I play single player games, because i like the experience and the story, and i don't want a bunch of hooting dickholes ruining my experience. I played the Mass Effect series because they are great single player games, despite the flaws in gameplay. I was betrayed by the deliberate intrusion of the multiplayer component, which i loathe. Doubly so by the fact that i was made to shut up about this when it was first revealed with false promises of distinctly separate experiences between multiplayer and single player.
Whatever the outcome of this, i will have serious reservations when buying a new Bioware product in the future, and will more than likely rent it before buying it, to ensure the experience is actually worth full retail price. Also, I will not trust Bioware's PR again on the content of a game, since they clearly have no remorse about straight up lying to their customers and plagiarizing other intellectual properties in the process, no less.
That said, i compiled a handy to do list of things to fix in the ending:
- Add a check to ensure that the characters that were on earth with you don't show up on the normandy during the final cutscene or explain how they're there unscathed while i'm dying on the citadel.
- Explain why Joker was running from the battle like a little *****, or better yet remove that part altogether.
- Flat out remove the whole relay explosion bullshit, it's not consistent with the extablished lore and fucks up the universe beyond repair, effectively nullifying all your efforts by locking everyone in the sol system. No ending is worth pursuing if it invariably ends with all the quarians and all the turian fleet starving to death or dying of infection and the rest killing eachother for a little room on a mostly-destroyed earth.
- Remove the whole "destroy all synthetic life" bullshit and replace it with "destroy the reapers". It makes no sense that the godkid would have such a generic power over things it has not had any part in creating. Tell me who exactly wouldn't have destroyed the reapers if it weren't for that absolutely bullshit clause.
(Also, can you tell me when synthetic vs organic became a major dilemma of the series? ME1 didn't have much in the way of that, it just so happened that the main enemies were synthetics. ME2 pitted you against organics modified by synthetics, while giving you insight on the Geth's motivations and behaviour. Nobody could have ended ME2 without realizing that the Geth were not as different from organics as they looked in ME1, so why is that an issue now? How can you put the Bicentennial Man's subtexts in a plot and then act like composition, rather than self-awareness, is what matters?)
- Give a sense to the godkid's motivation or remove it altogether.
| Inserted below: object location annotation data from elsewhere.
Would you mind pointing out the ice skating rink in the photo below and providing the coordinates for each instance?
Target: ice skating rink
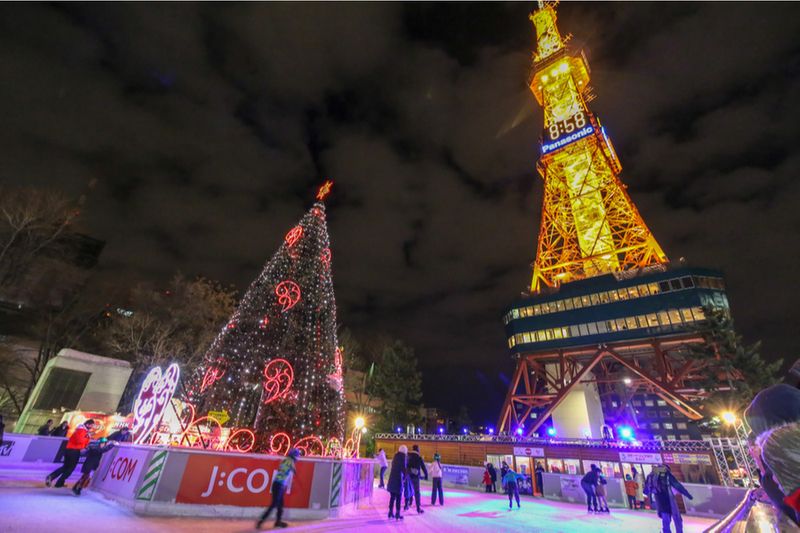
(34, 509)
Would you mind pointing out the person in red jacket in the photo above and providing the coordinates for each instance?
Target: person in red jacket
(79, 440)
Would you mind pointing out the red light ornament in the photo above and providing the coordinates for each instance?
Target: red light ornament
(280, 443)
(278, 379)
(288, 293)
(294, 235)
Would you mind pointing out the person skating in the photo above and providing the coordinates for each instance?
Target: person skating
(436, 476)
(511, 486)
(589, 486)
(416, 468)
(44, 429)
(638, 477)
(659, 485)
(93, 453)
(280, 481)
(503, 471)
(60, 430)
(121, 435)
(493, 475)
(396, 481)
(630, 491)
(79, 440)
(539, 471)
(384, 464)
(601, 493)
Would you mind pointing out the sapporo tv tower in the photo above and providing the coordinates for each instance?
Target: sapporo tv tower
(602, 337)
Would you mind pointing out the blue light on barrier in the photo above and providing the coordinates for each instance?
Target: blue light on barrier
(625, 432)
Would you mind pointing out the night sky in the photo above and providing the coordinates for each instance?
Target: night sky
(208, 126)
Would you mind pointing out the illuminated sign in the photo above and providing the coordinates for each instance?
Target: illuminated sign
(153, 398)
(564, 141)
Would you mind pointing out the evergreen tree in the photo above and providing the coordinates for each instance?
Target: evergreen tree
(275, 366)
(730, 363)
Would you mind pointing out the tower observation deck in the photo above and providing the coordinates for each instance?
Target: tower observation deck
(608, 320)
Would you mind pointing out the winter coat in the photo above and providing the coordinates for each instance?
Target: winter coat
(397, 474)
(436, 469)
(79, 439)
(118, 436)
(601, 487)
(382, 459)
(510, 477)
(93, 454)
(659, 484)
(639, 486)
(416, 466)
(590, 478)
(58, 431)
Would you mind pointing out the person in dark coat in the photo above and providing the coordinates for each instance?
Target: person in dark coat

We don't need a motivation for an eldricth abomination from beyond the veil of space and time to come and destroy us all, that's just what they do. If you must work one in, make sure it is worth telling. If it would make Sephiroth piss himself in laughter, it's not worth expanding on.
- Actually give closure on the main characters from ME2 other than the three pathetic lines in the comm room.
- Actually give closure to the characters, period.